Coming from the strong tradition of the Viennese scene, Dom & Luke are approaching critically the very essence of dance through a smart, self-conscious duet that constantly comments on itself. The piece starts with digital versions of their heads talking about form and content, laying bare all of the show’s technical elements (projectors, speakers, smoke machine) and constantly returning to the nothingness of the title as an emptiness charged with potential. When their two bodies eventually materialize physically onstage various strategies to fill up that void are offered and rejected: well-executed but outdated choreographic languages; self-referential imagery only readable for insiders (i.e., the digital merging of bodies that have been collaborating for a decade); esoteric exploration of the inner self (via vocalising faces projected on torsos); and a throwback to pre-digital culture of the 90s with a disco dance routine. Eventually the show leaves us asking ourselves what is behind the digital face. Are any of the discourses that are shaping our lives actually ours, or has the mask become our true face?

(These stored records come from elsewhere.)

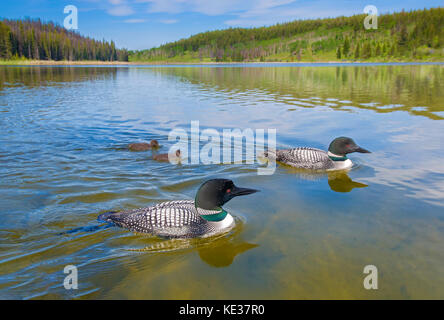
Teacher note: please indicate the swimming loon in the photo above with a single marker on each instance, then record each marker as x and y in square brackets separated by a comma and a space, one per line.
[165, 157]
[316, 159]
[143, 146]
[184, 218]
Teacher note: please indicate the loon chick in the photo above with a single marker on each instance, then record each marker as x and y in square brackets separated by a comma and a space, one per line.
[184, 218]
[143, 146]
[166, 156]
[316, 159]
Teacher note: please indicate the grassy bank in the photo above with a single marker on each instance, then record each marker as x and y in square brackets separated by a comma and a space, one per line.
[193, 62]
[26, 62]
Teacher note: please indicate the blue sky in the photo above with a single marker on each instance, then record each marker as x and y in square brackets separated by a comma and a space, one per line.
[141, 24]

A contemporary dance performance endowed with a sense of humour is a not unwelcome proposition. That the title of Luke Baio and Dominik Grünbühel’s sly Ohne Nix translates as ‘Without Nothing’ is a clue to the kind of clever-clever, high and (mostly) low-tech games they want to play. The methodical pile-up of droll post-modern elements commences with ironically contextualising dialogue by their own disembodied faces and goes on to include imaginary spectacle, gently mocked movement clichés, pseudo-aquatic body-morph projections, inert ‘sexy’ dancing, ‘90s nostalgia and the ephemeral beauty of dry ice (which could be Euro-dance’s new nudity in terms of its prevalence during Spring Forward 2017.) What these two japesters get up to is all reasonably engaging but, I suspect, sans a lasting impact. That may be part of the point. It’s a show I liked that I might have liked to have liked more.